Cuando accedí a mi primer trabajo mi padre intentó imbuirme del estilo de la época; que si una parte del salario para contribuir a los gastos de casa, otra para ahorrar y una tercera para mis gastos. ¿Ahorrar? Pensé yo con mi recién estrenada veintena, ahorrar ¿para qué?, pregunté. –“Ahorra, -insistía él- que si no cuando tengas cincuenta años, verás”. Bueno, pues ya tengo cincuenta años y no he visto nada. Lo siento, papá.
No he visto nada de lo que supongo tú querías prevenirme, miedos de la postguerra a la enfermedad, a la ausencia de trabajo, en definitiva, a la vejez sin recursos. Pues no he ahorrado nada, un desastre lo reconozco, y mira que me contabas la fábula de la cigarra y la hormiga, (siempre me identificaba con la cigarra cantarina pero, claro, eso no me atrevía a decírtelo) cada moneda escaqueada de la economía cotidiana ha servido para –por este orden-: comprar libros, viajar, ir al teatro, viajar, comprar discos, ir a museos, viajar…
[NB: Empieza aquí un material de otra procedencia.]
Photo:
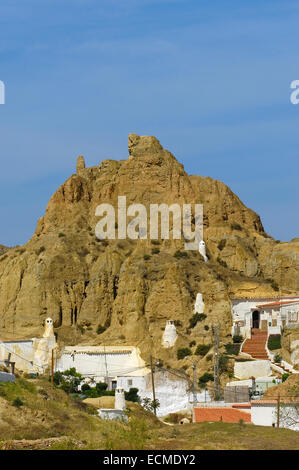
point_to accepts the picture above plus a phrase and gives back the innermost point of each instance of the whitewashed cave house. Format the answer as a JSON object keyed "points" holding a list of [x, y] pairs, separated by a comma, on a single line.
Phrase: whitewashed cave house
{"points": [[264, 313]]}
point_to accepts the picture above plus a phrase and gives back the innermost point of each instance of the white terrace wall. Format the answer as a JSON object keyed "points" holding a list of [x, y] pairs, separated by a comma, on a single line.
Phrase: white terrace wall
{"points": [[98, 362]]}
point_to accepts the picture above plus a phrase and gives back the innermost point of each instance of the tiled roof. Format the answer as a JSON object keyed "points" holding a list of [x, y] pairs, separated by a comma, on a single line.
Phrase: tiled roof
{"points": [[273, 401], [273, 304]]}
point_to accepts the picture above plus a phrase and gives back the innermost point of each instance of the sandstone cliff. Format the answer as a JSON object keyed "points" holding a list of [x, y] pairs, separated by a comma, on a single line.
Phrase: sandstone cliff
{"points": [[123, 291]]}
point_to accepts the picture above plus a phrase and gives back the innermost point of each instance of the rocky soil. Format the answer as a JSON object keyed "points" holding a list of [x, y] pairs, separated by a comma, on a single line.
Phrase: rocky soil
{"points": [[123, 291]]}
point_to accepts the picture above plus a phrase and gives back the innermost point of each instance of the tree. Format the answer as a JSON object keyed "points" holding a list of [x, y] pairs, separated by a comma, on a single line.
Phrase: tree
{"points": [[132, 395], [150, 405], [69, 380]]}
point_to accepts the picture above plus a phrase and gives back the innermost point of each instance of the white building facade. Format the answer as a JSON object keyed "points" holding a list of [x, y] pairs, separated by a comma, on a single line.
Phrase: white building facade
{"points": [[269, 314]]}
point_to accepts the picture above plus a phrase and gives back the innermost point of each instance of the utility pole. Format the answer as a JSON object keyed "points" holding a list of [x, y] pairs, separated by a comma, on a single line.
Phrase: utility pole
{"points": [[278, 409], [52, 368], [216, 363], [194, 384], [153, 383]]}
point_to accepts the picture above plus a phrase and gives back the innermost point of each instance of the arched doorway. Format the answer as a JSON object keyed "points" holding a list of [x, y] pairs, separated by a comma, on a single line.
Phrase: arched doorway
{"points": [[255, 319]]}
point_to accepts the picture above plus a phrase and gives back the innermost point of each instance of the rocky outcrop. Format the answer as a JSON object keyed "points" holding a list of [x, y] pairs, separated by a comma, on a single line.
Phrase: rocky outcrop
{"points": [[124, 291]]}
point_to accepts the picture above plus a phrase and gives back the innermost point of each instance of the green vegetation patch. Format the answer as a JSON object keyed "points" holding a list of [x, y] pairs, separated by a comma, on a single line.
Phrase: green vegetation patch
{"points": [[274, 342]]}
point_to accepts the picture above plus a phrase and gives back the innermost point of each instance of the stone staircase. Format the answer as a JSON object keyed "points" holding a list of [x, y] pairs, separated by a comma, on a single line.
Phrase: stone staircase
{"points": [[256, 346]]}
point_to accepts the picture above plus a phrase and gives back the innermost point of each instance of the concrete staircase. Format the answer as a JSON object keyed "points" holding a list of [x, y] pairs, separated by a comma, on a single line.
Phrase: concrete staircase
{"points": [[256, 346]]}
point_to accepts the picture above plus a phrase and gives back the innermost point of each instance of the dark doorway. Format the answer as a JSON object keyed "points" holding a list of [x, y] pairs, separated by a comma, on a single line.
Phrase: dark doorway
{"points": [[256, 319]]}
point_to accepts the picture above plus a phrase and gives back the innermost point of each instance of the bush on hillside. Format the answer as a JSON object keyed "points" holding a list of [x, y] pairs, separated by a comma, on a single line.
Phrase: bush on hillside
{"points": [[183, 352], [274, 342]]}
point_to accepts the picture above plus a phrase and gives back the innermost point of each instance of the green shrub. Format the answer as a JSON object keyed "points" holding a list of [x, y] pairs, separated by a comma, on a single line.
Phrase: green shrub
{"points": [[202, 349], [132, 395], [285, 376], [237, 339], [100, 329], [69, 380], [180, 254], [232, 348], [236, 226], [221, 244], [101, 386], [277, 358], [274, 342], [17, 402], [85, 387], [40, 250], [223, 363], [222, 262], [183, 352], [196, 318]]}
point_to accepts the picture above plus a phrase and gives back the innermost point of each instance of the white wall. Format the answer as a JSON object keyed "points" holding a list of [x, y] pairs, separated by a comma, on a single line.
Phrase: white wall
{"points": [[266, 415]]}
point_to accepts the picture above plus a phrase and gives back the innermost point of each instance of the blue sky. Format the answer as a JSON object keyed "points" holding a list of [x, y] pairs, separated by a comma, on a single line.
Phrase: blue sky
{"points": [[210, 79]]}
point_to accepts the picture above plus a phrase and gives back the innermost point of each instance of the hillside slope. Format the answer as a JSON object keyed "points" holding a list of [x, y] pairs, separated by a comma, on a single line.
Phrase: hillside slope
{"points": [[131, 287]]}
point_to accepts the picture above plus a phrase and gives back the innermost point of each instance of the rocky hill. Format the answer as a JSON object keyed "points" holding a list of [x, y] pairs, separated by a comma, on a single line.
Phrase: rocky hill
{"points": [[123, 291]]}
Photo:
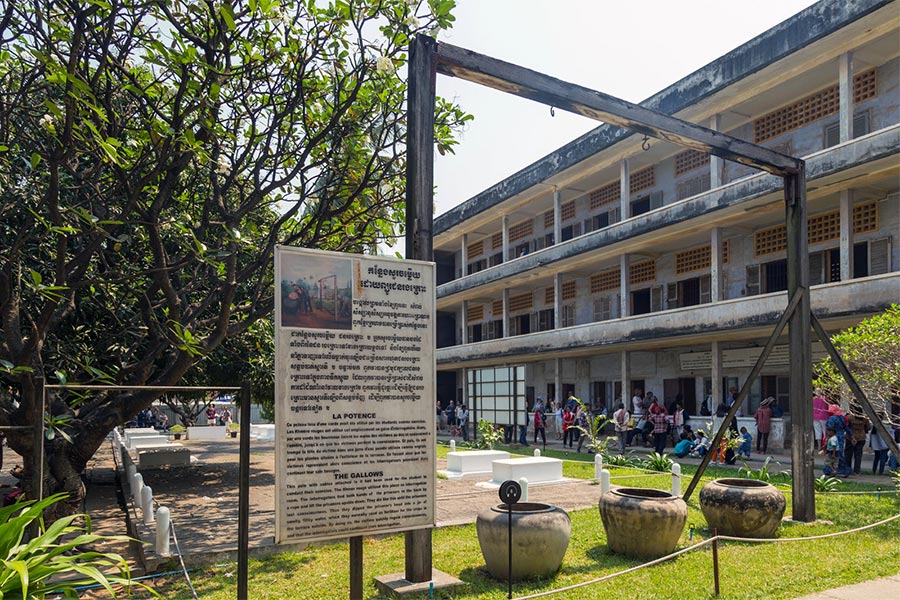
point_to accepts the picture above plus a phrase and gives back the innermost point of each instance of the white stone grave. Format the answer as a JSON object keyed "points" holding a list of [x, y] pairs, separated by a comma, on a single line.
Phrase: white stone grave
{"points": [[209, 432], [472, 464], [536, 469], [262, 431]]}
He visto el mundo a través de las páginas de hermosas historias, he conocido otras culturas a golpe de autobús y mochila o de avión y samsonite, he soñado con los impresionistas en pinacotecas y subido al séptimo cielo escuchando óperas o espectáculos de rock, en definitiva, he gastado mi vida y mi dinero.
Pero lo que sí he ahorrado, día a día, pasito a paso, con frío y con lluvia, caminando y sudando, han sido experiencias, recuerdos, fotos en el alma, arena de algún desierto y niebla de alguna montaña. Y cuando todo se quede atrás, sin sentido alguno, no quedará de mí más que lo compartido y si resta algo de dinero que hagan una buena cena y brinden por mi recuerdo.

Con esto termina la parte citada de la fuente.